La instalación que funciona hoy puede no funcionar igual mañana si se aplican actualizaciones sin verificar. La política más prudente en instalaciones de seguridad o calefacción: leer las notas de versión antes de actualizar, y tener un procedimiento de rollback conocido.

Patrón 5: hardware que físicamente envejece

Los dispositivos domóticos tienen vida útil real. Las bombillas inteligentes pierden lúmenes con el tiempo igual que las convencionales. Los enchufes inteligentes con relé mecánico tienen un número finito de conmutaciones (100.000-500.000 según calidad). Los módulos Shelly en caja de empotrar sin ventilación suficiente pueden alcanzar temperaturas que reducen su vida útil.

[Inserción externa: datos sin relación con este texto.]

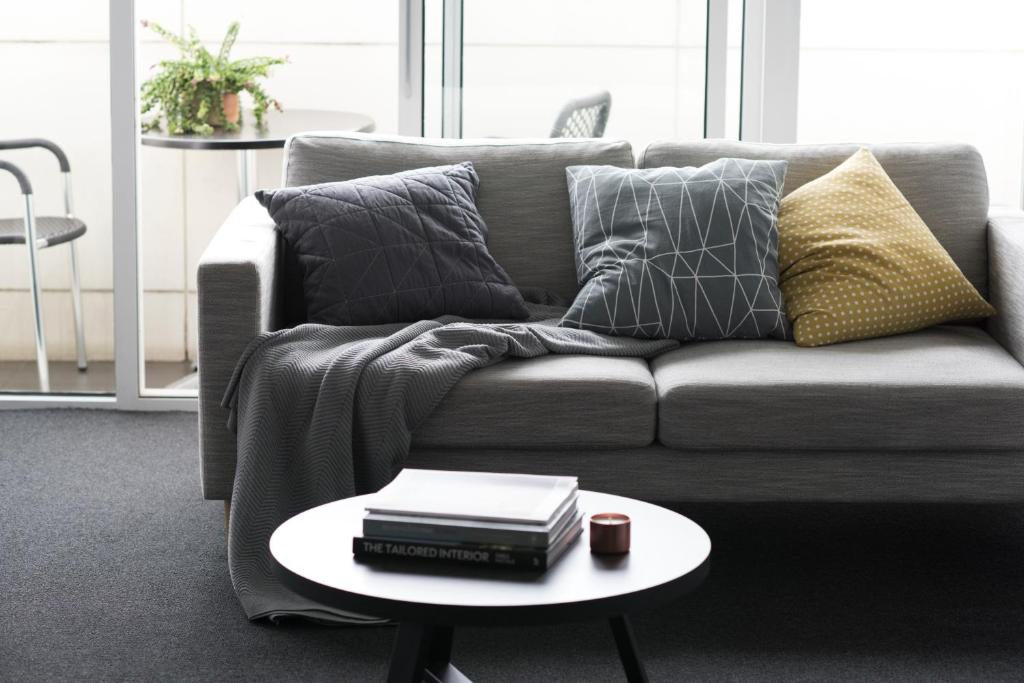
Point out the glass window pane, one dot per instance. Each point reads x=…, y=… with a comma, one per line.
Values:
x=523, y=60
x=54, y=76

En instalaciones de 4-5 años es normal empezar a ver los primeros fallos de hardware. No es señal de mala calidad — es envejecimiento esperado. La pregunta es si el sistema está diseñado para reemplazar componentes individualmente sin rehacerlo todo.

Qué hace que una instalación envejezca bien

Tres principios que separan las instalaciones que duran de las que se degradan:

  • Protocolos abiertos sobre cloud propietario: Zigbee, Z-Wave y Matter con hub local no dependen de que el fabricante siga en el negocio.
  • Hub con backup y recuperación documentada: una instalación de HA sin backup es una instalación que en algún momento habrá que rehacer. Los snapshots automáticos de HA son el equivalente domótico del seguro de hogar.
  • Documentación del sistema: un mapa de qué dispositivo hace qué, en qué protocolo, con qué ASIN o modelo exacto. Suena innecesario hasta que hay que reemplazar algo dos años después y nadie recuerda qué se instaló.

La domótica que envejece bien no es la más sofisticada. Es la que fue diseñada pensando en quién la va a mantener, con qué conocimiento, y en qué condiciones — incluyendo el caso en que el instalador original ya no esté disponible.